Homework Set 1
DUE: April 5,1999, 6:30 pm

Collaboration Policy:
Unless noted otherwise, you may collaborate with other CSE599 students on the homework. You must spend at least 15 minutes working on a problem before seeking assistance. Collaboration means that you may discuss the problems and make notes during the discussion, but you may not look at other student’s work when writing up your homework. Your homework represents your own work—the homework must show that you understand the material and have worked as an individual on every problem. You may not divide up the task of doing the problem sets in the interpretation of collaboration.

Late Homework Policy:
The weekly assignments are due at the beginning of class. Assignments handed in after class will incur a 10% penalty; the penalty will increase by 10% for each additional day late.

Reading:
Feynman pgs. 1–51, Mead papers

Please show all of your work, and remember, your solutions must be legible. The points for each problem are noted on the problem statement.

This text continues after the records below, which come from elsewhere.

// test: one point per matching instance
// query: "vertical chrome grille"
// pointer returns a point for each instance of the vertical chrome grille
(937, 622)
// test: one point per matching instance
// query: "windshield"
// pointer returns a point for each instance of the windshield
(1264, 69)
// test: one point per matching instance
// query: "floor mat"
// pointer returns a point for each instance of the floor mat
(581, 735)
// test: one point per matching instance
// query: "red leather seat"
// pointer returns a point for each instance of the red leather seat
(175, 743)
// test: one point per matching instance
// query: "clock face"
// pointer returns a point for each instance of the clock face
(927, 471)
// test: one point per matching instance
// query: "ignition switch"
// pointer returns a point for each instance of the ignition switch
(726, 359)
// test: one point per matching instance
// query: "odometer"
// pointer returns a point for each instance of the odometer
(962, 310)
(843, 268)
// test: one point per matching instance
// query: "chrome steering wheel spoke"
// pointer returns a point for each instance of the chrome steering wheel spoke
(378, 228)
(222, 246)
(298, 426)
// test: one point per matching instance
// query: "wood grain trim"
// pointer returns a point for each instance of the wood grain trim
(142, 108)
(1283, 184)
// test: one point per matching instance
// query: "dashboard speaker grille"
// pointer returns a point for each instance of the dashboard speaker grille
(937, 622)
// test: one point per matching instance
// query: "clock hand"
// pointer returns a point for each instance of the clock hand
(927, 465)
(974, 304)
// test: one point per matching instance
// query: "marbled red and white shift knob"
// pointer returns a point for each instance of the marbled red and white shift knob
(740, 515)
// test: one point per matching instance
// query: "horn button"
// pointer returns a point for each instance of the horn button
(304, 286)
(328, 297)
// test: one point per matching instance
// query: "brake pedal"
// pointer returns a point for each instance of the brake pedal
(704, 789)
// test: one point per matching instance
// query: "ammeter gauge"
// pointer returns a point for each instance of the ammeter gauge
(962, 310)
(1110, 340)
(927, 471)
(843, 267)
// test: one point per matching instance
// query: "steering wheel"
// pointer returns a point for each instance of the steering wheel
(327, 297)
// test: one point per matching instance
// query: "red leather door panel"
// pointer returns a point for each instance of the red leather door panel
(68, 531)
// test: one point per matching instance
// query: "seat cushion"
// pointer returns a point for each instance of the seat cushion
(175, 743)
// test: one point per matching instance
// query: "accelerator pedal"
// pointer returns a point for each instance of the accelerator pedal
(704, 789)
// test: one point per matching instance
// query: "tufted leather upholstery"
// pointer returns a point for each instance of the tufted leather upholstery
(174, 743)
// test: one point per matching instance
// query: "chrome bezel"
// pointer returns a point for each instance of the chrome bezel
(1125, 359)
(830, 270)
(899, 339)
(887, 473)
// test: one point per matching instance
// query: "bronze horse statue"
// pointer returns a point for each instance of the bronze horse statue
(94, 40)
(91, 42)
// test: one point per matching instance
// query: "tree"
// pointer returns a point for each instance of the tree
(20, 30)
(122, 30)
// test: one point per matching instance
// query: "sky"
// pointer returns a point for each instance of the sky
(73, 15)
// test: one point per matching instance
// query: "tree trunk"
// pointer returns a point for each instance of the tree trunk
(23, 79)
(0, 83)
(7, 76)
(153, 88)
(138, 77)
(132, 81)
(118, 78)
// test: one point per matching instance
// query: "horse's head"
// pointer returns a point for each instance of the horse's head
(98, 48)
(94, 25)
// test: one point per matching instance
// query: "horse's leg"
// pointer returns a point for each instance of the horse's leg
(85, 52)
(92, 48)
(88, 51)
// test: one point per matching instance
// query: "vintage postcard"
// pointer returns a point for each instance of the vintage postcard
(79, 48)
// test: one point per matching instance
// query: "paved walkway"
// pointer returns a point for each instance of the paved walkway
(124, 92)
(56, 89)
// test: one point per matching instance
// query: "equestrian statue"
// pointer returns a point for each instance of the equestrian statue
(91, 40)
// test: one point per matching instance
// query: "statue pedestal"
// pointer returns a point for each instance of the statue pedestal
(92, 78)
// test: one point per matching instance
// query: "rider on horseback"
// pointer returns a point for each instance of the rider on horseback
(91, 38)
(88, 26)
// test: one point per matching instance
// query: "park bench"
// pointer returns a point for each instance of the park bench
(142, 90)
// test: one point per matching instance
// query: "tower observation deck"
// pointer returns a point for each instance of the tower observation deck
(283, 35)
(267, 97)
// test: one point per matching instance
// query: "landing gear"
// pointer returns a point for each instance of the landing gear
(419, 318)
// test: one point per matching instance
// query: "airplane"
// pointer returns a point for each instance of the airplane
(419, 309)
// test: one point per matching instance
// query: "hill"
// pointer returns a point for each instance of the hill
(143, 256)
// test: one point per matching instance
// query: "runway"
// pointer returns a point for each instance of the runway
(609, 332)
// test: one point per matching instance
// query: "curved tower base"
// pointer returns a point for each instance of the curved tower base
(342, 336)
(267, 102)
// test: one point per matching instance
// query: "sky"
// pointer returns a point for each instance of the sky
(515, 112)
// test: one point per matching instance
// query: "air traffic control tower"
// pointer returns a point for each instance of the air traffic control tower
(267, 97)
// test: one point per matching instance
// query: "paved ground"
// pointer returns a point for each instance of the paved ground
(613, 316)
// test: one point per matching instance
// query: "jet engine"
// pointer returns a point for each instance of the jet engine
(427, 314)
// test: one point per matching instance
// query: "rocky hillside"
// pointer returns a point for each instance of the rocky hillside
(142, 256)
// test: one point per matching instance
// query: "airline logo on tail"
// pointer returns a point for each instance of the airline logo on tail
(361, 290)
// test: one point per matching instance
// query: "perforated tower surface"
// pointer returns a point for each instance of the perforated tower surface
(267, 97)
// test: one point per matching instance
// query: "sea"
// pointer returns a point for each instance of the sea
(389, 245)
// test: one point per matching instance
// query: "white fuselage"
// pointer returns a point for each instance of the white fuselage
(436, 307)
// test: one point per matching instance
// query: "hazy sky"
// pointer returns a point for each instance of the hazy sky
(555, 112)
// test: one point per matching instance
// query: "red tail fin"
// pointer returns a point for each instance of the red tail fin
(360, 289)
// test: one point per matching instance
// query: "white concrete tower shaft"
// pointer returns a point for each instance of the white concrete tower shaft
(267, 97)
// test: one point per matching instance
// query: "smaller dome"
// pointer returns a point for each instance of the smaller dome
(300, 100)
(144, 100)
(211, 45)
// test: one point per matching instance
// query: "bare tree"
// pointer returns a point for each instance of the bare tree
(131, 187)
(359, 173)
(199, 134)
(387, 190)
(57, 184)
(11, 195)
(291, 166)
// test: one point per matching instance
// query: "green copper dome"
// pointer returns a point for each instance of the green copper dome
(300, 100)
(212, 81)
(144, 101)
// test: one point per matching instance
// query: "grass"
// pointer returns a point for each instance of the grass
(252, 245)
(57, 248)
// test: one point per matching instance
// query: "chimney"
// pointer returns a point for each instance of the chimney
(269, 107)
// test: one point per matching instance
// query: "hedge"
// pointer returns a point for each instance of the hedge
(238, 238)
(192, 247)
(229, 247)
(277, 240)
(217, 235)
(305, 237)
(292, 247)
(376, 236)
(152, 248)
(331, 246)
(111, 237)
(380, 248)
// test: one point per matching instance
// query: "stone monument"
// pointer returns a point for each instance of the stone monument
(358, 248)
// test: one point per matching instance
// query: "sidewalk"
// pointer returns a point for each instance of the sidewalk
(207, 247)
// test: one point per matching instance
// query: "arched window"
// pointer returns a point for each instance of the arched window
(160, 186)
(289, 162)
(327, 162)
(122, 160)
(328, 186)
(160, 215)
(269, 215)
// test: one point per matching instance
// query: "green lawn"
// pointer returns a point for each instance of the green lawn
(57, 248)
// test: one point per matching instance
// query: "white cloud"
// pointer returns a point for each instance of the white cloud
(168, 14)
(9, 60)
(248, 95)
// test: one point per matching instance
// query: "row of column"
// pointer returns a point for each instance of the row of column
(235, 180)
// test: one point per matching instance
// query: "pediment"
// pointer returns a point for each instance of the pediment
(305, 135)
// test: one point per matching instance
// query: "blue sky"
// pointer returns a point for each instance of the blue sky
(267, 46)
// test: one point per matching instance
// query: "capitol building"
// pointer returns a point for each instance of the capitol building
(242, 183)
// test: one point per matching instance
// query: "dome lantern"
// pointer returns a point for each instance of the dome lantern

1. (10 pts) Design a 1-bit full adder using basic logic gates (ANDs, ORs, XORs, etc.). A 1-bit full adder has 3 inputs and 2 outputs: The inputs are two numbers A and B (each 1-bit) to be summed, and a carry-in bit C_in; the outputs are sum, S, and carryout, C_out. See pg. 33 of the Feynman text for a picture of a full adder. If you’ve never designed logic circuits before, one way to do this problem is to (1) write a truth table, showing Sum and C_out as functions of A, B, and C_in; (2) write logical (Boolean) expressions for Sum and C_out from your truth table; and (3) draw logic circuits to implement the Boolean expressions. You can find a truth table for a half adder on pg. 22 of the Feynman text—you need to add the carry-in bit to this table to make a full adder. See if you can come up with a simple implementations (i.e. one that uses only a small number of logic gates). Is the adder reversible? Explain.
 

2. (10 pts) Design a 4-bit adder using four 1-bit full adders. A 4-bit adder takes two 4-bit binary numbers, X, and Y, and produces the sum, Z, and a carryout bit, C_out. Draw your solution using boxes to represent the 1-bit adders. Can you use this approach to make an 8-bit adder? A 16-bit adder?  Finally, describe (in words) how you might implement a multiplier using only adders and a few basic logic gates. 
 

3. (10 pts) Design a 1-bit full adder using CCN gates. This adder must have the same number of inputs as it has outputs (how many inputs and outputs are there?), so that it does not destroy information. Use the same approach that you used for problem #1. The only difference between this problem and problem #1 is that here you have to figure out how to implement logic functions using CCN gates. Is this adder reversible? Explain.
 

4. (10 pts) Imagine a circuit that represents information using narrow voltage pulses on a wire, rather than using static voltages. So, for example, instead of 5Volts representing a logic "1" and 0Volts representing a logic "0", in this system the presence of a narrow pulse at time t = 1 represents a "1", and the presence of a pulse at time t = 0 represents a "0". Further imagine that the only circuit elements that you have are delay lines (delays a pulse by a fixed time) and coincidence detectors (generates a pulse output if one or more input pulses are coincident). The coincidence detectors have adjustable thresholds, so that you can create multiple-input devices that generate output pulses when at least 2 inputs are coincident, or when at least 3 inputs are coincident, etc. You will also need a timer, that generates a single pulse t = 0 (basically a clock). Design a 1-bit full adder using only these components. (Instructors note: The brain uses pulses to represent information, and we don’t know how or why. This problem is an attempt to get you thinking about pulse representations. It derives from a recent theoretical model for pulse computation in the brain. Unfortunately, I think you’ll find the results very unsatisfying—this may tell us that the brain doesn’t make adders, or doesn’t compute using timing and coincidence like this, or both).
 

5. (10 pts) Can you construct a 1-bit full adder using only CN gates? If not, why not? (Instructors note: This same problem doomed single-layer perceptrons—the first neural networks that had well-defined learning rules).